Second, we urge the council to move the plan forward expeditiously. Every year of delay is another year of vacant storefronts, foregone sales tax revenue and deferred private investment.
The case for action is clear; the case for waiting is not. While there are varying opinions on details, it is clear that everyone believes it is time to get moving.

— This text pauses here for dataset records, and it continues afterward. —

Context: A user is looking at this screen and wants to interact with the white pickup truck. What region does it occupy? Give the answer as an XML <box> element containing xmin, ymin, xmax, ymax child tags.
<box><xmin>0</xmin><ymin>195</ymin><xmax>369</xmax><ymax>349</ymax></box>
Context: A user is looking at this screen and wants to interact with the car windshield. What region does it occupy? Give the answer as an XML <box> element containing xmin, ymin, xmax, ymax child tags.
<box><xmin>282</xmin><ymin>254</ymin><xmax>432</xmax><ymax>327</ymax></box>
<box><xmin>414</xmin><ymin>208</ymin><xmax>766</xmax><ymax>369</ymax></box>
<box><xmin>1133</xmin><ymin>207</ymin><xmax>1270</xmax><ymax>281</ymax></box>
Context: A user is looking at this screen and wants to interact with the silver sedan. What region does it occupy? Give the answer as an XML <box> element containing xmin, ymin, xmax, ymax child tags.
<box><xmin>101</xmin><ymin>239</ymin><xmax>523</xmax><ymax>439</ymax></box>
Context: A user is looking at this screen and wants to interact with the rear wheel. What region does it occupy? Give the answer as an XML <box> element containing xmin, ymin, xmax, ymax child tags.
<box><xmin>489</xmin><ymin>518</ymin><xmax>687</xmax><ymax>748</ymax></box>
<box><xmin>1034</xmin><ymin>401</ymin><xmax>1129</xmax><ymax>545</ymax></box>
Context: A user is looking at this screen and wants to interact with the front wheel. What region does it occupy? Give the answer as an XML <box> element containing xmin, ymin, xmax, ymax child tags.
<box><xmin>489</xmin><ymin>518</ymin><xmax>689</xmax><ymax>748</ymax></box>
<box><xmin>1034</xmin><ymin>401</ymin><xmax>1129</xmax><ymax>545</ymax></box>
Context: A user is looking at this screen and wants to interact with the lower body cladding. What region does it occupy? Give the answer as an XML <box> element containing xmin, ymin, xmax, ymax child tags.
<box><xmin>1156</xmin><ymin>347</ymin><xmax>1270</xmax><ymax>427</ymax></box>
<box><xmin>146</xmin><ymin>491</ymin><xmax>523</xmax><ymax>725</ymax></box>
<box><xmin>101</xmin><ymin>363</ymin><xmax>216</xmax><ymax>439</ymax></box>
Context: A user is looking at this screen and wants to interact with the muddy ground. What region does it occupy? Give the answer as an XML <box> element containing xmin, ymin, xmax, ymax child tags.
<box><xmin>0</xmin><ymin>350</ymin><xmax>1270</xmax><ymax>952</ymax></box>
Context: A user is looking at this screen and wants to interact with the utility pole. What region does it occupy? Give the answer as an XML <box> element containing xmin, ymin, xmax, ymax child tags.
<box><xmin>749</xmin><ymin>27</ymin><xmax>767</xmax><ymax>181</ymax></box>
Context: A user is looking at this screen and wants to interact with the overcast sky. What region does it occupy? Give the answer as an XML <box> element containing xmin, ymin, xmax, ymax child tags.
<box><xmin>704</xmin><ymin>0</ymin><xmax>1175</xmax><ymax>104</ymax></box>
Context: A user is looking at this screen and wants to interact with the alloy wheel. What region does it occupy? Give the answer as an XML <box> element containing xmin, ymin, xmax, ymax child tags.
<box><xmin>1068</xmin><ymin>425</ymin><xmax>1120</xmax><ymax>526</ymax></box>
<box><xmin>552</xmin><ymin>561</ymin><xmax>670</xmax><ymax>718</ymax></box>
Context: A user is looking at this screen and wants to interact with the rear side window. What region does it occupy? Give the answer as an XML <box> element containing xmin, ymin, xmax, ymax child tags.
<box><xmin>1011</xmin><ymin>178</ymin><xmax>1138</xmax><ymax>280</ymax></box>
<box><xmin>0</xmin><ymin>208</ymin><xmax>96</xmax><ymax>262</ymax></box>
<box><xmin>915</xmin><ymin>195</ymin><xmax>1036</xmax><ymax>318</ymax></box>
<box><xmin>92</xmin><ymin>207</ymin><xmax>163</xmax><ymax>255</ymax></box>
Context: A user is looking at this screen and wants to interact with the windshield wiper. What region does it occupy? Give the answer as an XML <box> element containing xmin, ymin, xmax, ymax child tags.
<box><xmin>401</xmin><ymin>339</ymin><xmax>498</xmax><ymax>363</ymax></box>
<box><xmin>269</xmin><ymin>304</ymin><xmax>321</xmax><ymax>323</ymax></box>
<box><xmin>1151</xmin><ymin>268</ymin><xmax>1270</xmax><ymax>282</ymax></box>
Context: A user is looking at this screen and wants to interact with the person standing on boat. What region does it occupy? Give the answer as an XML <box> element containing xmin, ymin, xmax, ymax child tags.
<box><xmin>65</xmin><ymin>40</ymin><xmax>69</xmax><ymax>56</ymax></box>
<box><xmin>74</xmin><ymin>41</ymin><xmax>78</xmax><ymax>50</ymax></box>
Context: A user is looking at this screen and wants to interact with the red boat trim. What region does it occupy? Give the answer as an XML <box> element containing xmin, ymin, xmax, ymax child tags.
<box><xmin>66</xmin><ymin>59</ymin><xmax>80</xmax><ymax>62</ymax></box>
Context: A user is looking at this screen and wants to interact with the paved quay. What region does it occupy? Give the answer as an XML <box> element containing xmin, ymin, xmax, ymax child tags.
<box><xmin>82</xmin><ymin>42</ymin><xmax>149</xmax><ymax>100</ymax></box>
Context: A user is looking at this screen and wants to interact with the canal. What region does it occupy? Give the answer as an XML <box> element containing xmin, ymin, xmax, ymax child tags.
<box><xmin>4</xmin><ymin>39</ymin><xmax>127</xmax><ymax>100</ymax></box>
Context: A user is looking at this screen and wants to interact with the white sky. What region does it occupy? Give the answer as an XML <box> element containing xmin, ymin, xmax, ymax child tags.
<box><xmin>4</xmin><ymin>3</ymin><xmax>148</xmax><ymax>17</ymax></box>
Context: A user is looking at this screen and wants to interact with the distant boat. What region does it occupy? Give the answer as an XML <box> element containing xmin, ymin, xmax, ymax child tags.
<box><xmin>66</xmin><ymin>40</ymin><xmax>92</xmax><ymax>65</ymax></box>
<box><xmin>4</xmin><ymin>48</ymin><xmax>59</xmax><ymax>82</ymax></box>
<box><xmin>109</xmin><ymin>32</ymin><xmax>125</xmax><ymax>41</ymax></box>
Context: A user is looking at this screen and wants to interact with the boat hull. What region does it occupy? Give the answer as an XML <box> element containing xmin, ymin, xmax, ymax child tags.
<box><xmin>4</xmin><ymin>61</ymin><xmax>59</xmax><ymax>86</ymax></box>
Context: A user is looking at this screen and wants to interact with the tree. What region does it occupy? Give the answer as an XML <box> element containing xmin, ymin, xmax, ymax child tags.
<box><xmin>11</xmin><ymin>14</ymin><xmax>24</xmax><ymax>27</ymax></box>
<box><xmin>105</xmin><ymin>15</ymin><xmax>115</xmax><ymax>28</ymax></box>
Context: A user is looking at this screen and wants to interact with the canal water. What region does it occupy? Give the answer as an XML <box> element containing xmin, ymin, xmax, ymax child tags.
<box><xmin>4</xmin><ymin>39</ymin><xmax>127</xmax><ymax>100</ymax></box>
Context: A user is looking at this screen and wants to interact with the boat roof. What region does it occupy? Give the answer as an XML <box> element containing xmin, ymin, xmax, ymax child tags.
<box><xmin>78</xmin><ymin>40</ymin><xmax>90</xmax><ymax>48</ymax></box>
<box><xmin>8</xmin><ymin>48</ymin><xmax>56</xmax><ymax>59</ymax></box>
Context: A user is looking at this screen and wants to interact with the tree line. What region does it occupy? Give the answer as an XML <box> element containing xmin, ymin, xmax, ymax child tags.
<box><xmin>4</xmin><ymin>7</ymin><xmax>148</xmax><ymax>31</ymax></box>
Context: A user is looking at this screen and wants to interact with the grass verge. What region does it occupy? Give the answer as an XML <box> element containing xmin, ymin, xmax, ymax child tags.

Downtown Santa Barbara is the economic heart of the South Coast. The State Street Master Plan is a credible, evidence-informed path to keeping it strong for the next generation, and we urge the council to move it forward.Sincerely,
Peter Rupert
UCSB Economic Forecast Project executive director
Board Members
Ed Edick, chairman
Village Properties
Chad Hine, vice chairman
Sansum Clinic / Sutter Health
Darren Caesar
Hub International Insurance Services
Francois DeJohn
Hayes Commercial Group
Janet Garufis
Montecito Bank & Trust
Michael Holliday
DMHA Architecture + Interior Design
Peter Lewis
Soltara Santa Barbara
Scott Lochridge
Deckers Brands
Kristen Miller
Santa Barbara South Coast Chamber of Commerce
Lisa Moore
Cottage Health
Kathy Odell
Cadense
Tom Patton
Ramada by Wyndham Santa Barbara
Michael Pfau
Reicker, Pfau, Pyle & McRoy LLP
Bob Tuler
Radius Commercial Real Estate
Sherry Villanueva
Acme Hospitality
Board affiliations are listed for identification purposes only and do not imply institutional endorsement.